A few days ago they showed on Tv a documentary about the largest company in the world, Wal-Mart, and its destructive policies not only in the domestic front but also overseas. They say that they save $3100 per family per year. What they do not say is that they impoverish their employees, their families, and the communities, in which they open the stores, as they put out of business every single Mom and Pap store, destroying small businesses. They don’t believe in organized labor, they don’t provide health care coverage. They have the highest turnover in the US.
Some friends of mine on both sides of aisle believe it is wonderful to export jobs out of the US. I look at China, where American companies invest in slave jobs that pay very little more than the average Chinese job does. This documentary showed Chinese workers working 20 hours or more per shift, in inhumane conditions. I wouldn’t consider that an improvement of their standard of living. And it is very easy to say the amount of Chinese that are able to consume, that is a joke.
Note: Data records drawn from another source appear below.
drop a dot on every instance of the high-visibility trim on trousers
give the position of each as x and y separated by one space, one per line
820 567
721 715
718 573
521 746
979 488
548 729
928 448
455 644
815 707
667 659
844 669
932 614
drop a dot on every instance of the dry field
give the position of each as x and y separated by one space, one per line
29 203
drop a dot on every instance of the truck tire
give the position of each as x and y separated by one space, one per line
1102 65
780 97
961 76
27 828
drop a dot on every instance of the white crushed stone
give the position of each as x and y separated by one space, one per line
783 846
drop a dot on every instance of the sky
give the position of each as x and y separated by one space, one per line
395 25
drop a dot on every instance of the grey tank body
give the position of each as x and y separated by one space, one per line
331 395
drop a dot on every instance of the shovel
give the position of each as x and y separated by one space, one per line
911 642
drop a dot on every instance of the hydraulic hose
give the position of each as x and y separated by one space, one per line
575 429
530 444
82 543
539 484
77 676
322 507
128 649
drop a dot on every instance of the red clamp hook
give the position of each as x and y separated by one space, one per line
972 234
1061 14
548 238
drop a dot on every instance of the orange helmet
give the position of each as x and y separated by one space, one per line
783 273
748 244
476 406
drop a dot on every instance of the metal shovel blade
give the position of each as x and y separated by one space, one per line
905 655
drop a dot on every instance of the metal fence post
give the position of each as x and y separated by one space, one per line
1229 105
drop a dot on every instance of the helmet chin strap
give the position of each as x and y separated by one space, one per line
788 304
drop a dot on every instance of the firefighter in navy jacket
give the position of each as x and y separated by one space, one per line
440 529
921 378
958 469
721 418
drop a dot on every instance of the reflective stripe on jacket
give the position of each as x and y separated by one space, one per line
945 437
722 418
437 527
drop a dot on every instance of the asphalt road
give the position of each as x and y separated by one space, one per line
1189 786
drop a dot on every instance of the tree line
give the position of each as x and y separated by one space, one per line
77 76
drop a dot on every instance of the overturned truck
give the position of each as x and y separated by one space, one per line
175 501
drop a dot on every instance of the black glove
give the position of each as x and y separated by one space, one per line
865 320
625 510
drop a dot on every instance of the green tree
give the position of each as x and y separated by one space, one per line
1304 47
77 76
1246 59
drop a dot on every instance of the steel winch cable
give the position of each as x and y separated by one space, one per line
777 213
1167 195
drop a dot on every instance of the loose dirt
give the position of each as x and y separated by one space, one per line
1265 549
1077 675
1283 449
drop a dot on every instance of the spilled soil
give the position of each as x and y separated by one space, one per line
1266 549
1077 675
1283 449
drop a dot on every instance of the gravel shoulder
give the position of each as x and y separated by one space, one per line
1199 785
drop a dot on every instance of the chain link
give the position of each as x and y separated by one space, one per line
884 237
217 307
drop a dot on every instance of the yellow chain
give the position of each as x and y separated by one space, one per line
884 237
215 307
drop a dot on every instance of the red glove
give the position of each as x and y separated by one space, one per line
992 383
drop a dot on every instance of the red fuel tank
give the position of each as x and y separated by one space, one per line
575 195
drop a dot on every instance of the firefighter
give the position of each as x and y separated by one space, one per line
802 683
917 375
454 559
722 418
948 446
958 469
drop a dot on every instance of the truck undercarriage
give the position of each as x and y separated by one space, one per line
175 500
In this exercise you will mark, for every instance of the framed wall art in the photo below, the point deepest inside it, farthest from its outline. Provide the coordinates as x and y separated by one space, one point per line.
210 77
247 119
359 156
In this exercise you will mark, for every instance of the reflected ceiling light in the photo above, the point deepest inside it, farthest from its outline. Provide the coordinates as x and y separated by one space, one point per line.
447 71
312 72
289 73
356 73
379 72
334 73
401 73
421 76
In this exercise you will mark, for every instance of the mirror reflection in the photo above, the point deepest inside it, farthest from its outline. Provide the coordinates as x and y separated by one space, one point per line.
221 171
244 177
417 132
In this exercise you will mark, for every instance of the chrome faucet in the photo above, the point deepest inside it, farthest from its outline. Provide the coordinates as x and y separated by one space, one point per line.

When you have 1.3 billion people, by just having 1% of the population that can consume, that is 13 million consumers. What about the vast majority of the population in China, how do they live?
Let’s look at another good example of how we improved people out of the US at the expense of American jobs. Many Mexicans came to live right across from the US with plants being built by American companies. The areas where the people had to live had no running water, no public facilities, raw sewage, and companies would not hire men, only women. Do we call that an improvement in their standard of living. Those are not new consumers of our products. They can’t afford them.
CAFTA is another example of enslaving locals for the benefit of a few who reap the benefit. Those local people are not able to consume the goods they produce.
Once these people reach a level where they can see the benefit of their labor I don’t take their jobs seriously.
Companies don’t build plants to help people overseas, they only do it to save money on labor costs.
And it isn’t just American companies doing this. This happens in Europe as well. Western European companies build factories in Eastern Europe to save money, not to improve the standard of living of those people making the goods.
And it also applies with pollution. A Finish paper company built a paper factory on the banks of the Uruguay River. Of course they say that this will create jobs, but at what cost to the people, to the environment. If it would be such a wonderful proposition they would have built it in Finland. But why not export the pollution to the undeveloped world? The interesting thing is that none of the paper produced stays in Uruguay, it goes back to Finland.